- McCrea, Louisiana McCrea, Louisiana
- Coordinates: 30°52′09″N 91°47′22″W﻿ / ﻿30.86917°N 91.78944°W
- Country: United States
- State: Louisiana
- Parish: Pointe Coupee
- Elevation: 39 ft (12 m)
- Time zone: UTC-6 (Central (CST))
- • Summer (DST): UTC-5 (CDT)
- ZIP code: 70715
- Area code: 225
- GNIS feature ID: 543457
- FIPS code: 22-46965

= McCrea, Louisiana =

Unincorporated community in Louisiana

McCrea is an unincorporated community on the east bank of the Atchafalaya River in the northwestern portion of Pointe Coupee Parish, Louisiana, United States. It is located along Louisiana Highway 417, some distance north of East Krotz Springs. A post office opened here in 1902 but was discontinued in 1954.

==Etymology==
The community is named for Bob McCrea, an early settler who developed a plantation at the site prior to the Civil War.

==Geography==
McCrea is famous as the location of the last levee breach or "crevasse" of the Great Flood of 1927. As the high water of that year accumulated within the Atchafalaya River to unprecedented heights, authorities were concerned that the Mississippi River itself was attempting to shift its channel into that of the Atchafalaya. Some 2,000 men - free labor and state convicts - labored for weeks under government supervision to prevent a breach, but the McCrea levee broke at 3:15 a.m. on May 24, flooding much of Pointe Coupee, West Baton Rouge, Iberville and Assumption Parishes and forcing more than 10,000 residents from their homes. After the floodwaters receded, a new levee was built inland from the old one, curving around the crater created by the break. That body of water has since been known as.

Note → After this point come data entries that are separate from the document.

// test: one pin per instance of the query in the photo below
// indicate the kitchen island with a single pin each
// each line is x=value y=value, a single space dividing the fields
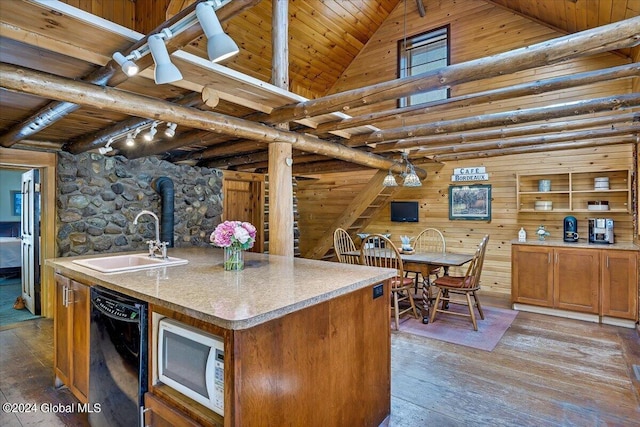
x=306 y=342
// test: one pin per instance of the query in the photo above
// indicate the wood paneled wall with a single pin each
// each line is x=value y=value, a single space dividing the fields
x=139 y=15
x=478 y=29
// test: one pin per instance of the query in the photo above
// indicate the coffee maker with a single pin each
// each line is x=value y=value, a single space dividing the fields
x=600 y=230
x=570 y=229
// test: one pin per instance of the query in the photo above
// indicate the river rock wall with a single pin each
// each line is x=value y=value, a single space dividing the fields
x=99 y=196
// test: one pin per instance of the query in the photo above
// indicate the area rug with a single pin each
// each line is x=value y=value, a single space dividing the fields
x=9 y=290
x=459 y=330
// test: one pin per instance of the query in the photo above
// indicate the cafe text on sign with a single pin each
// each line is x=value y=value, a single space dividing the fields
x=478 y=173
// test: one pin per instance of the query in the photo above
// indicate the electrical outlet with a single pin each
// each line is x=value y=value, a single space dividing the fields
x=378 y=290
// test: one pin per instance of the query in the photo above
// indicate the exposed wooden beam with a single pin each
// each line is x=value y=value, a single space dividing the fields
x=110 y=74
x=601 y=39
x=536 y=149
x=530 y=88
x=502 y=119
x=55 y=87
x=465 y=137
x=98 y=139
x=526 y=141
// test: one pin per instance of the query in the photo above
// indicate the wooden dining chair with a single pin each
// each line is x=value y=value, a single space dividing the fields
x=429 y=240
x=378 y=251
x=342 y=243
x=466 y=285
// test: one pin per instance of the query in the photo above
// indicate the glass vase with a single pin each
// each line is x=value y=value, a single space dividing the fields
x=233 y=259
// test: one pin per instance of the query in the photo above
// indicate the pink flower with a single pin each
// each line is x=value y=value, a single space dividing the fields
x=234 y=233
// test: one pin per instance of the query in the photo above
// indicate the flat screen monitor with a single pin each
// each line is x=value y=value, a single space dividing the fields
x=404 y=211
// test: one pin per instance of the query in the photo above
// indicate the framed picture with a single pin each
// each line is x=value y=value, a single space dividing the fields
x=472 y=202
x=16 y=203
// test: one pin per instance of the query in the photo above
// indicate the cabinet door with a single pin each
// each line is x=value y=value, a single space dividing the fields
x=532 y=275
x=160 y=414
x=80 y=312
x=576 y=279
x=61 y=320
x=619 y=284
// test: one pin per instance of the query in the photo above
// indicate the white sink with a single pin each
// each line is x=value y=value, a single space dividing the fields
x=132 y=262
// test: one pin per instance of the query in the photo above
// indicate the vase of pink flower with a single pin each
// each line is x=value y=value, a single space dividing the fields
x=234 y=237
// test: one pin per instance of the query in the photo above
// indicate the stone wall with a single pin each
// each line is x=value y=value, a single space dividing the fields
x=98 y=198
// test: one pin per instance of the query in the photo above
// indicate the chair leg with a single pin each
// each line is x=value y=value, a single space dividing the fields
x=472 y=312
x=434 y=307
x=475 y=297
x=396 y=310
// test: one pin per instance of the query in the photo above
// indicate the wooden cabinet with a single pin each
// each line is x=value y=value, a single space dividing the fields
x=576 y=279
x=570 y=191
x=71 y=336
x=594 y=281
x=619 y=284
x=556 y=277
x=159 y=414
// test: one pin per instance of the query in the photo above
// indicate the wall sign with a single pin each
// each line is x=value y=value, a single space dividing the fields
x=478 y=173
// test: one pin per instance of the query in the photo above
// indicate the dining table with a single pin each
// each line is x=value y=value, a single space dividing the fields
x=423 y=262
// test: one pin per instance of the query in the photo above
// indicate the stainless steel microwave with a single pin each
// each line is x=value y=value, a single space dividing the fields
x=190 y=361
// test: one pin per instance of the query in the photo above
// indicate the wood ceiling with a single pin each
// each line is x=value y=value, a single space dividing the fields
x=325 y=36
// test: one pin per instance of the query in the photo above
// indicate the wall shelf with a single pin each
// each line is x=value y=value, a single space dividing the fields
x=570 y=191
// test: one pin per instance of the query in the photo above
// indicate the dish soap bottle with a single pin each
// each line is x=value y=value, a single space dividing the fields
x=522 y=235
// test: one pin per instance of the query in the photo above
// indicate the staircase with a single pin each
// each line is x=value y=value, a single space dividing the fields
x=357 y=216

==Forgotten Rock Festival==
In June 1971, McCrea was the site of a sort of "mini-Woodstock," rock festival. More than 50,000 rock fans from around the nation converged on the hamlet for the "Celebration of Life" rock concert held between the levee and the Atchafalaya River. The concert was billed to last for eight days. In literally a matter of hours, the rock festival more than doubled the population of Pointe Coupee Parish. Rain, the lack of accommodations and sanitary facilities and public outrage at the actions of some of the attendees resulted in the festival ending earlier than scheduled. By its conclusion on the third day over 150,000 people gathered to enjoy the music and the amusing side shows that arrived in a variety of vehicles colorful as though it were a circus parade entering the town. A sight the neighborhood would never again see in a lifetime. Two people drowned in the fast-rushing Atchafalaya River due to a tremendous unannounced current/undertow. In order for a strong swimmer to cross the river they would have been carried 1/4 mile downstream just to reach the other side. Undercover cops made more than 100 drug busts, and one person died from a drug overdose. More than 30 acts had been announced, with Stephen Stills, John Sebastian, Chuck Berry, Ted Nugent, It's A Beautiful Day, Ike & Tina Turner, Country Joe McDonald, The Chambers Brothers, Melanie, War, Brownsville Station, Stoneground, Black Oak Arkansas, Bloodrock, Jimmy Witherspoon with Eric Burdon, Ballin' Jack, Boz Scaggs, Delaney and Bonnie, Glass Harp, Ruth Copeland and Potliquor having performed before the cancellation. Some of the acts that were scheduled included Pink Floyd, The Beach Boys, B.B. King, Joe Cocker, and Neil Young.